Recommendation: Multiple solutions exist for these issues; one common approach is a pre warm up routine to provision infrastructure in advance when faster response is needed. The architect and developers must be aware of these intricate details and take appropriate mitigation or avoidance approach.
The DevOps team
The common orchestration, monitoring and debug tools in AWS cater for a far larger mixed use case of IT systems. This means traditional data analytics developers need to adopt to a different set of tools than they are typically used to. Also, in case of serverless, they do not have direct access to the underlying infrastructure components, making testing and debugging far more complex. Hence, there is a significant learning curve for developers coming from traditional analytics world.
On top of this, AWS provides significant low level powerful capabilities in the hand of developer with cost per usage. Any inexperienced developer creating non-optimal code will incur significant higher cost and get lesser performance from the system. Example, adding columns that are not required for the end result in an Athena query would increase the cost many fold for higher amount of data scan. Glue execution is charged in 10 minutes’ slab and inefficient Glue code resulting in unnecessary data shuffle would cause both higher execution time and much higher cost.
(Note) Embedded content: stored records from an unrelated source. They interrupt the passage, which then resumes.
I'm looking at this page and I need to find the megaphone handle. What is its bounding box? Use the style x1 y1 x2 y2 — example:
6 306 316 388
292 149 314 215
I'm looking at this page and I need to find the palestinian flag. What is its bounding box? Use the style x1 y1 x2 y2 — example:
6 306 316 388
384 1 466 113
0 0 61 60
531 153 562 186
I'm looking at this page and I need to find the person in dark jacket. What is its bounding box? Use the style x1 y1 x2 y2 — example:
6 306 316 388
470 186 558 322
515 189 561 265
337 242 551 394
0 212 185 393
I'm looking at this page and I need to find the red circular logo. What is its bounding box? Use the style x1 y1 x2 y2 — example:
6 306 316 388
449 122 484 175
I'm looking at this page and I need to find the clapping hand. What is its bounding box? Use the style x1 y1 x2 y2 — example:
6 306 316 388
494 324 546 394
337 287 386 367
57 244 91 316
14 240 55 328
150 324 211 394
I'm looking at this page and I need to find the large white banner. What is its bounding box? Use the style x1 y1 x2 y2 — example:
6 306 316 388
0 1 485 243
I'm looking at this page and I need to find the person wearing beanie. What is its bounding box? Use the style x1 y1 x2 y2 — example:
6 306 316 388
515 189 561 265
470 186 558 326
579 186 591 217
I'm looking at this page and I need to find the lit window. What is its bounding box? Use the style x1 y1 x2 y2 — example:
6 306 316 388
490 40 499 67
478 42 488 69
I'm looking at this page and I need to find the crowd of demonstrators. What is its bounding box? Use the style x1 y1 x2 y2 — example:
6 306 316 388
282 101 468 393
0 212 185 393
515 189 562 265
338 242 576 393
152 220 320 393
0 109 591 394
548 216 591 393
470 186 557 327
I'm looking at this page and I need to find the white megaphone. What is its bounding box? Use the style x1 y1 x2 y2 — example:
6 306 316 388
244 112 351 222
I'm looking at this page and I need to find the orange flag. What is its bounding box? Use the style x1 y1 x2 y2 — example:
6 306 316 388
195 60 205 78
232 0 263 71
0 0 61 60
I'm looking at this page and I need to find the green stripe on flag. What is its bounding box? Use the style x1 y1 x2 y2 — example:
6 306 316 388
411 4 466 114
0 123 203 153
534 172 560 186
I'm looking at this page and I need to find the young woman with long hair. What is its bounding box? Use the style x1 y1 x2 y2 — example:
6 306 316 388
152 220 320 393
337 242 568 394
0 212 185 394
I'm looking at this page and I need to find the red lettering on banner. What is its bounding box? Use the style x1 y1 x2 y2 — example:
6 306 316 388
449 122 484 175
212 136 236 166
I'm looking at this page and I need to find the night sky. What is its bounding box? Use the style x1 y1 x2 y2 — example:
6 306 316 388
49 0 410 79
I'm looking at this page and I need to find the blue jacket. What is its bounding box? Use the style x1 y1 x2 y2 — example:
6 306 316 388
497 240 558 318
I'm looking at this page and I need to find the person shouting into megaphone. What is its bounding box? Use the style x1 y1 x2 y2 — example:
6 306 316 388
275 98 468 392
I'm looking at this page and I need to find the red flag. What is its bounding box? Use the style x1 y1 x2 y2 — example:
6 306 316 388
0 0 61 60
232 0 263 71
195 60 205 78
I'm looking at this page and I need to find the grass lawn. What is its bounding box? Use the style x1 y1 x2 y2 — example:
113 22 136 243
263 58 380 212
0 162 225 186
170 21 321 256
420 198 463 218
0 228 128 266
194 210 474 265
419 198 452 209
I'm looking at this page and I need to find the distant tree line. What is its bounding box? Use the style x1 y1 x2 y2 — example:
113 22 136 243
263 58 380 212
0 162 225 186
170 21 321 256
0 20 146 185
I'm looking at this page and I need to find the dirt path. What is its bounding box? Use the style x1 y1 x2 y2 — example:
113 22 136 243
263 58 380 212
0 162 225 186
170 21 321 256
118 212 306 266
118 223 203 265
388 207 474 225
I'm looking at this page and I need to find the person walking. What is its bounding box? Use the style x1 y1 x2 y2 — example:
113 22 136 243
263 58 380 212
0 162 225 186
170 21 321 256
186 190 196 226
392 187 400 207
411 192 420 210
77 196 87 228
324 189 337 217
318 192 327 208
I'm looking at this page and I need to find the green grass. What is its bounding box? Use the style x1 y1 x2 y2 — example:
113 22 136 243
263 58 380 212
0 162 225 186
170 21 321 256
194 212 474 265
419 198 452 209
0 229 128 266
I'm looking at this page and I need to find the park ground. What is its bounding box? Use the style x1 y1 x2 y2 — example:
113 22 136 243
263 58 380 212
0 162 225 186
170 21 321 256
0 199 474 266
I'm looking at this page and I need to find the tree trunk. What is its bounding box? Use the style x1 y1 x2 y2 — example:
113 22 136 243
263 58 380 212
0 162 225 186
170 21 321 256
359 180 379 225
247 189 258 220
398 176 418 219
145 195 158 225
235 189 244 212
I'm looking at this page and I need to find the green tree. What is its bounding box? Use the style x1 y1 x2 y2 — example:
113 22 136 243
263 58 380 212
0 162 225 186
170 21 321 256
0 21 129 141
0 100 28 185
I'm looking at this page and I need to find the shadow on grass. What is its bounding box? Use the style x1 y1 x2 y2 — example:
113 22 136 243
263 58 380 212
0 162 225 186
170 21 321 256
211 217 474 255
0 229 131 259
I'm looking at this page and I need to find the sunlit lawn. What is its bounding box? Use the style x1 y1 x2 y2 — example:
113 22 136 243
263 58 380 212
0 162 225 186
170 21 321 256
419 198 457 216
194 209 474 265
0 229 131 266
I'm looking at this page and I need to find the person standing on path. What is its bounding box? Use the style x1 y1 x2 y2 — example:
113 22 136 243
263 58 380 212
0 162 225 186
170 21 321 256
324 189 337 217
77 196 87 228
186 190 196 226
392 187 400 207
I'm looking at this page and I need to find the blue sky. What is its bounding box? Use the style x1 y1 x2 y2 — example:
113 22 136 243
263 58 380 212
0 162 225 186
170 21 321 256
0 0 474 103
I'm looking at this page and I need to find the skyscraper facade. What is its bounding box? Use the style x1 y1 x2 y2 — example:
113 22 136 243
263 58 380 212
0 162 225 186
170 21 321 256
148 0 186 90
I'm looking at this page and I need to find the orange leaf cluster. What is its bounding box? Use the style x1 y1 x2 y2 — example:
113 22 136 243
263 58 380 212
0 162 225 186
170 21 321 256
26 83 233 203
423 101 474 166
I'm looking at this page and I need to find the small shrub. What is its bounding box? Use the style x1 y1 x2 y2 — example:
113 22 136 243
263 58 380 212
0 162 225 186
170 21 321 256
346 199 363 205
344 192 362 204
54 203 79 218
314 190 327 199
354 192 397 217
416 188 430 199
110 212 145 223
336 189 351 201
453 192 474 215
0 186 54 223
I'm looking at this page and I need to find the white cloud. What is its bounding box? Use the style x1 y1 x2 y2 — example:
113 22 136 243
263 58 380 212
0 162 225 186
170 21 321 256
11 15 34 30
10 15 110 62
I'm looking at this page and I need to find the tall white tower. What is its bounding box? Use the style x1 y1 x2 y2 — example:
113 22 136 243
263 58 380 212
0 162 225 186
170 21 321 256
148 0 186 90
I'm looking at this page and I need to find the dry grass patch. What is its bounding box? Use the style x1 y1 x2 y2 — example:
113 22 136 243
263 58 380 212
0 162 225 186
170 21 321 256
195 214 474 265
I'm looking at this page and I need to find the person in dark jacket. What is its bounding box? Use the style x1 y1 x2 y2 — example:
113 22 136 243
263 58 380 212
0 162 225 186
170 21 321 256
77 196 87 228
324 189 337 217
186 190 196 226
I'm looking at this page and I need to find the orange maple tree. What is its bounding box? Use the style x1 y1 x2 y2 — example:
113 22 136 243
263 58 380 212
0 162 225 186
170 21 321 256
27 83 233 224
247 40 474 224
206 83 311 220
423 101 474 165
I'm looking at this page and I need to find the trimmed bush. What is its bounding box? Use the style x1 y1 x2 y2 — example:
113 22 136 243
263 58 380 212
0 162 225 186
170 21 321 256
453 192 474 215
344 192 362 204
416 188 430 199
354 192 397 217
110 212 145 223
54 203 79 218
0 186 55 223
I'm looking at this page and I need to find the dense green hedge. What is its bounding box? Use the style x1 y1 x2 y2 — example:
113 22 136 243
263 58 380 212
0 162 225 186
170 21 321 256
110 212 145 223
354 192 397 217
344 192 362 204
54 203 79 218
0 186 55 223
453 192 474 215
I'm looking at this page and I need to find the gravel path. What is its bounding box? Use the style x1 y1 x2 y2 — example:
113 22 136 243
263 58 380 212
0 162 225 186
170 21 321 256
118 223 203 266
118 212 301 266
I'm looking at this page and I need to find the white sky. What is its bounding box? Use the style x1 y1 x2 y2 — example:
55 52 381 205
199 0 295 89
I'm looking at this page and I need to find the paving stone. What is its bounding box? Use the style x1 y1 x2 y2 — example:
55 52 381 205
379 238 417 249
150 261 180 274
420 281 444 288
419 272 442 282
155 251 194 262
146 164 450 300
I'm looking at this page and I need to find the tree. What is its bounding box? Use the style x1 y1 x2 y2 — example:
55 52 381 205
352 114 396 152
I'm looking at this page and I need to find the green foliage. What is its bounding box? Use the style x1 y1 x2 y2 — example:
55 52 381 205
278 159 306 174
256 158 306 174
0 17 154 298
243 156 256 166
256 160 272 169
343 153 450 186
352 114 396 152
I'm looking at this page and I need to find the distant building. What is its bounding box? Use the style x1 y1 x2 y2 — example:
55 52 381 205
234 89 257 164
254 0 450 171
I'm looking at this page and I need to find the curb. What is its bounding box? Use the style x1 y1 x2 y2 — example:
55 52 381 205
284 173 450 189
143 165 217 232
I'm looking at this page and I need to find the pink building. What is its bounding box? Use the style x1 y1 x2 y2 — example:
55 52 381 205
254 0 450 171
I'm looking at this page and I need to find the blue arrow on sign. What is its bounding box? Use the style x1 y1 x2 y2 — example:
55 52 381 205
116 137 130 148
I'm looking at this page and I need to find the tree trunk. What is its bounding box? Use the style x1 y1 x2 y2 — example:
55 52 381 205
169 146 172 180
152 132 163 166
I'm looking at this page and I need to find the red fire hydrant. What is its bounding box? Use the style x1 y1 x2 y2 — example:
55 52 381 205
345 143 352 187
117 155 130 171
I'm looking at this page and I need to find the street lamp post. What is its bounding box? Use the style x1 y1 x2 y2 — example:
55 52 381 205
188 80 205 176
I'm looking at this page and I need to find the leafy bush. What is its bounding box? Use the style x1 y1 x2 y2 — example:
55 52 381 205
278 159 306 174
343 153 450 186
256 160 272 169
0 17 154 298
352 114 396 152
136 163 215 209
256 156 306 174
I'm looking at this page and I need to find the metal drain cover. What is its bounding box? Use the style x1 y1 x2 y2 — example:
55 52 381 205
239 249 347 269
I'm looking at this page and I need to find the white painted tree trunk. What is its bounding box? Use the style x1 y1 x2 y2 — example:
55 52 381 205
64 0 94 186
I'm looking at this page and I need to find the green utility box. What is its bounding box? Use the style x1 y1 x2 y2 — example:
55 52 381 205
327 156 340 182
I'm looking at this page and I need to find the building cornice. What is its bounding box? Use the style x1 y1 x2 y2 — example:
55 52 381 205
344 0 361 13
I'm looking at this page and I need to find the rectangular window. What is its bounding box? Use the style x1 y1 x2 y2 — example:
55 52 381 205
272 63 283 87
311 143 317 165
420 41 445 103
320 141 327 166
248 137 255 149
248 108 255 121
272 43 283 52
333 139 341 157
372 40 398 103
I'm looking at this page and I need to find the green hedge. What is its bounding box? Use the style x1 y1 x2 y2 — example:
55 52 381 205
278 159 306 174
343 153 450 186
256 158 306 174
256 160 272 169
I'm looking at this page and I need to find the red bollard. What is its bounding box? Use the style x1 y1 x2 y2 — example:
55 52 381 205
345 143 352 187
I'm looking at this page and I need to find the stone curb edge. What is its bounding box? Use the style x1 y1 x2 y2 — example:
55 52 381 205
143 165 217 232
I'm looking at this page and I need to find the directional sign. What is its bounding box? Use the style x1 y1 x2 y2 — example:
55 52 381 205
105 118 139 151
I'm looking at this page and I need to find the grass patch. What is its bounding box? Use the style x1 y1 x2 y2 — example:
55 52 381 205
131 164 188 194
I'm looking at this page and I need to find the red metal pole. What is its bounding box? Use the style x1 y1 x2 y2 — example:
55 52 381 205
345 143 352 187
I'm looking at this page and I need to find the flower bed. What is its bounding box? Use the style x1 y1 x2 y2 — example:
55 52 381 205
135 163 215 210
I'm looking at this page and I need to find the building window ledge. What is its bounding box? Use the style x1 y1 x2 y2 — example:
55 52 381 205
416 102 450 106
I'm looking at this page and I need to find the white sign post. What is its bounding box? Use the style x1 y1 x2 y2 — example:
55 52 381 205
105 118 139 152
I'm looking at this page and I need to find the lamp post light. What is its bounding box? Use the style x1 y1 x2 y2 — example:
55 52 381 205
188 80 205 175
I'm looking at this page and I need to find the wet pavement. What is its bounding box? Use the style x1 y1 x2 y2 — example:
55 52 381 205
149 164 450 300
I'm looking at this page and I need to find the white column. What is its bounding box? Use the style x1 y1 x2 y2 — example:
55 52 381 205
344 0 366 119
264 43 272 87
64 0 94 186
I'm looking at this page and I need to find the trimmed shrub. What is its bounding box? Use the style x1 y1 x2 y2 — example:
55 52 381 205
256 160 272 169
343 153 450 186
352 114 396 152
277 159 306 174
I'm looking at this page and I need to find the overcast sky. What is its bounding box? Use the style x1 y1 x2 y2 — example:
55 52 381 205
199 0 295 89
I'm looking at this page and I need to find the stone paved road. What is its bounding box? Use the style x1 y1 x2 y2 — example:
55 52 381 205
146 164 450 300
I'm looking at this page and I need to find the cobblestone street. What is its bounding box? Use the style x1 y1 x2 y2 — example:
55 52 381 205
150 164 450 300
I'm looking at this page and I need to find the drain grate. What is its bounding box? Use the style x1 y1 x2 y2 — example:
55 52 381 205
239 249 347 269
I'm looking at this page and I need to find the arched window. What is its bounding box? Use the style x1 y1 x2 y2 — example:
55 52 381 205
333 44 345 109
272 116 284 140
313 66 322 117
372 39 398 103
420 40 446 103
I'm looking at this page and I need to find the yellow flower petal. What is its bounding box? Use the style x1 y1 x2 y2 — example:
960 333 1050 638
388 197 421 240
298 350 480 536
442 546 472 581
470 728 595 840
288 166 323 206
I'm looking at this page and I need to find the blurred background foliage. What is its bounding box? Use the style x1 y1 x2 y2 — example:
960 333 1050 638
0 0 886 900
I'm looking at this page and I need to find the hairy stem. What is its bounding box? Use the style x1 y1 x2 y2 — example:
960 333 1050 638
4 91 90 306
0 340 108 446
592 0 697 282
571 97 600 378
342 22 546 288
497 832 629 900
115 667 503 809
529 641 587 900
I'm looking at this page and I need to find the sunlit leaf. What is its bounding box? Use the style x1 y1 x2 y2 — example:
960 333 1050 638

The minute attribution of cost on various parameters requires deep knowledge of AWS as well as high level of past experience on data lake platforms to estimate the cost upfront. For example, cost for S3 usage depends not only on the volume of the data but also on number of read/write request and amount of ingress and egress of data. DynamoDB cost depends on volume of data, index, cache, on-demand and scheduled backups as well as number of read, write and restore operations etc. This kind of minute cost attribution is good for accountability but makes the task of estimation that much complicated and specialized.
Recommendation: There is no magic bullet to avoid the above other than deep knowledge and experience in this area. Mature IT organizations and service providers have built re-usable accelerators and frameworks with best practices based on experience to reduce or eliminate the chances of mistake. Partnering with them increases the chance of success manifold.
Serverless created a huge excitement when it first appeared on the scene via S3 and Lambda. However, not all the pitfalls were apparent and many early adopters have been badly burnt. Over the years, the service offerings and knowledge around them has matured and now, with experience partners, the true benefit of the serverless data lake on AWS can be realized deftly avoiding the pitfalls and traps. Once deployed, this is one of the key ingredient for continued success of an organization evolving over a period of time and still remaining relevant by bringing in new insight time and again.